Thursday, June 26, 2014

Lord of the Rinse

They say you never really know who your friends are until you’re in trouble. And by ‘they’, I mean, of course, Anton Casey whose best friend is the entire city of Perth.
            They also say you never really know who your friends are until you have to ask a big favour. And in Sharyn’s case, the occasion presented itself a few days ago when her washing machine broke down in the middle of the rinse cycle.
            Saffy later said you could just tell it was an emergency by the way her handphone rang. “It just sounded a little bit shriller, you know? Kind of like Amanda sounds when she hits the chorus of ‘My Heart Will Go On’!”
            “Hey!” Amanda yelled from inside the bathroom.
            “I’m just saying!” Saffy said cheerfully before dropping her voice a few octaves lower. “That woman has the hearing of a bat!”
            “I heard that!”
            Anyway, about Sharyn. The woman was in a major flap and you could hear her excited chittering on Saffy’s handphone.
            “Uh huh…oh dear…” Saffy said in soothing tones. “That’s terrible! Yes, of course, you can. Just come over whenever. I’m not doing anything. Just watching American Idol and wishing Harry Connick, Jr was my husband…Yep, no problem. See you soon! That was Sharyn,” Saffy said as she clicked off her phone. “Her washing machine just broke down and she’s in a major panic. Her son’s basketball uniform needs to be ready for tonight’s game and her good for nothing husband’s suggestion is that they just buy a new set.”
             “So, what’s happening now?” Amanda asked.
            “She’s just coming over with some laundry.”
            Five days later, those words still haunt us. One of the things that single people never think about is just how much laundry a family generates. Each of us does our own little pile of laundry every few days. Some of us have less than the others. Saffy, for instance, who only ever wears skimpy tops and even skimpier bottoms can do an entire week’s worth of laundry and still only fill the machine halfway. So, it’s not a big deal.
            When Sharyn showed up at our front door, she was followed by her maid, her husband, and three children, each of whom was completely obscured by the huge laundry bag they were carrying.
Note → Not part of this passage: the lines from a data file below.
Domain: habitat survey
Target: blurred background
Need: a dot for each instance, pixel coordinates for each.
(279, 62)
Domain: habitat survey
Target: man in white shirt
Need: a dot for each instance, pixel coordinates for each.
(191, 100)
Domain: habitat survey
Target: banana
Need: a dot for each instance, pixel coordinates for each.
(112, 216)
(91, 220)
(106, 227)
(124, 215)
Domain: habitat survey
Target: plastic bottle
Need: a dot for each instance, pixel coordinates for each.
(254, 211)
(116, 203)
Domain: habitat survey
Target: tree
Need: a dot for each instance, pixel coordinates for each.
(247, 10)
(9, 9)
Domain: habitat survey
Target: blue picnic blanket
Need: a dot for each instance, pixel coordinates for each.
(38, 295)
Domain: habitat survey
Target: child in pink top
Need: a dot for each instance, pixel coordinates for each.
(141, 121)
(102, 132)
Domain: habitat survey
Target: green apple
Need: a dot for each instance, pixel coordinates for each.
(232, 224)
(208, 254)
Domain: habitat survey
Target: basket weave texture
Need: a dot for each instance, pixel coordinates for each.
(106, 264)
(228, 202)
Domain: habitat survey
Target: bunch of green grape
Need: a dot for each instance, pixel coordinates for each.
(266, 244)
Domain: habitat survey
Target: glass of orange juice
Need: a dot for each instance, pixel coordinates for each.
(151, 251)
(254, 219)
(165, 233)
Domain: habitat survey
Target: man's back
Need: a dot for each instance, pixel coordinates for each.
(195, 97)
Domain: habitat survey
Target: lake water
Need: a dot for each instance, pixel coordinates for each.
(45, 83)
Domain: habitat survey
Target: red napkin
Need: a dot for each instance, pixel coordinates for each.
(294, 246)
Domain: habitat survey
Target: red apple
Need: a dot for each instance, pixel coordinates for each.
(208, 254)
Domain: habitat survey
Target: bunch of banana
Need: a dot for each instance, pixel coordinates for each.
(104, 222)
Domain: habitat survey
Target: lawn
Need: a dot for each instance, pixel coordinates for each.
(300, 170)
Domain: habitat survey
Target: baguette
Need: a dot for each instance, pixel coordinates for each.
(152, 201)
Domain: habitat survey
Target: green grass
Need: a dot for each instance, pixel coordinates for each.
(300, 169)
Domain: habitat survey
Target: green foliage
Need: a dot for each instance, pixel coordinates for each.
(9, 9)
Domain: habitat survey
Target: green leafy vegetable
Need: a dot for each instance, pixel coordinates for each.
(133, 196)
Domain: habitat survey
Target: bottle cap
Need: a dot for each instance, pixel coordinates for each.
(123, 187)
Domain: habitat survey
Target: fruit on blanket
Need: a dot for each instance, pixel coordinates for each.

            “What is this?” Saffy bleated as she stood aside from the open door.
            “Our laundry, lah!” Sharyn panted as she dropped a laundry bag that was just over half her size in front of our washing machine. “You think, what, my gold bars, is it?”
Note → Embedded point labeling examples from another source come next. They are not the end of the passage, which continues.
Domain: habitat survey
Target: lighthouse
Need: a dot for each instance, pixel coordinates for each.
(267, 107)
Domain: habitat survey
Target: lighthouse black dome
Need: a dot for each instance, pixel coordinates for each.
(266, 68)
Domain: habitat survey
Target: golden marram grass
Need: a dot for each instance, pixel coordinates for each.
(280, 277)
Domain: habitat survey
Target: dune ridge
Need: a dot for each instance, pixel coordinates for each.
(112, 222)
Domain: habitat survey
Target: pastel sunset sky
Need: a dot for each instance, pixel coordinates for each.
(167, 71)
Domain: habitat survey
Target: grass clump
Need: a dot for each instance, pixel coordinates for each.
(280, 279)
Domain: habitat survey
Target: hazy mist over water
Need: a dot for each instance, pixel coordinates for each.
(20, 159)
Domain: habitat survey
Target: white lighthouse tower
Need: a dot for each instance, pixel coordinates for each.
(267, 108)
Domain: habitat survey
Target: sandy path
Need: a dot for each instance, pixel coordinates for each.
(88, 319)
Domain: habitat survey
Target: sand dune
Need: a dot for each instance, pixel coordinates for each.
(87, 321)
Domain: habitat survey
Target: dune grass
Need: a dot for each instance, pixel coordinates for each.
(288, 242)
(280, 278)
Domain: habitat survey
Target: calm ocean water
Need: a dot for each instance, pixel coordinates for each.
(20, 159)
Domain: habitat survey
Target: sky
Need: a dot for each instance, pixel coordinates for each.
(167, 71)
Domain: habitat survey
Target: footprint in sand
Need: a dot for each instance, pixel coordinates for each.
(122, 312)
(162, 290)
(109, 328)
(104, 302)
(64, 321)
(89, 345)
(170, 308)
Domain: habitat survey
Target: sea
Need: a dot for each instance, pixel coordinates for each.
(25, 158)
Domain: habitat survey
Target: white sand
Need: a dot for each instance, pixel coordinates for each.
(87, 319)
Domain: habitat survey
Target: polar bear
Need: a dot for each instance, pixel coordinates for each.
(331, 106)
            Saffy’s bosom struggled to inflate but the effort was too much. “How can this be your laundry? My year’s laundry wouldn’t be this much!”
            “You got children, meh?” Sharyn said as she turned the bag upside down and out spilled an entire department store’s worth of shirts, bras, skirts, underwear, socks, blouses, trousers and even sports trainers.
            On cue, her maid, husband and children upended their bags to reveal bedsheets, towels, bathmats, school bags, more sports trainers, gym gear and curtains.
            “You wash your curtains?” I marveled.
            “You wash your shoes?” Amanda said, her eyes wide as she looked at the little hills on the floor.
            “Abuden? Before we have washing machine, I have to wash all by hand. Can die, ah, I tell you! Imagine in the old day how you have to go to the river? Wah liau! Ay, where is your washing powder?”
            “But why do you store up your clothes for so long?” Saffy said as she absent-mindedly handed over the container, her mind still unable to comprehend the sheer volume of laundry.
            “Where got long? This is only one week! Wah, so little washing powder, ah?”
            Our machine spun and twirled till late that evening. I stopped counting after the sixth load as I had to pop out to the nearby provision store to buy more laundry powder.
            Saffy said that she always used to make laugh when Sharyn said she was spending the whole day doing laundry, somehow imagining that Sharyn was down by the river bashing clothes on the rocks. “I’m not laughing now,” Saffy said grimly. “It’s no wonder your washing machine died!”
            “Wah,” Sharyn said, “you save my life, ah! I buy you lunch later. But first must buy a new washing machine. Only just buy a new one, some more! So lousy, the workmanship! Nah, hurry take this home to dry, then go to Best Denki!” she said passing a clean load to her husband.

            Amanda says if this isn’t a clear-cut argument for not getting married she doesn’t know what is.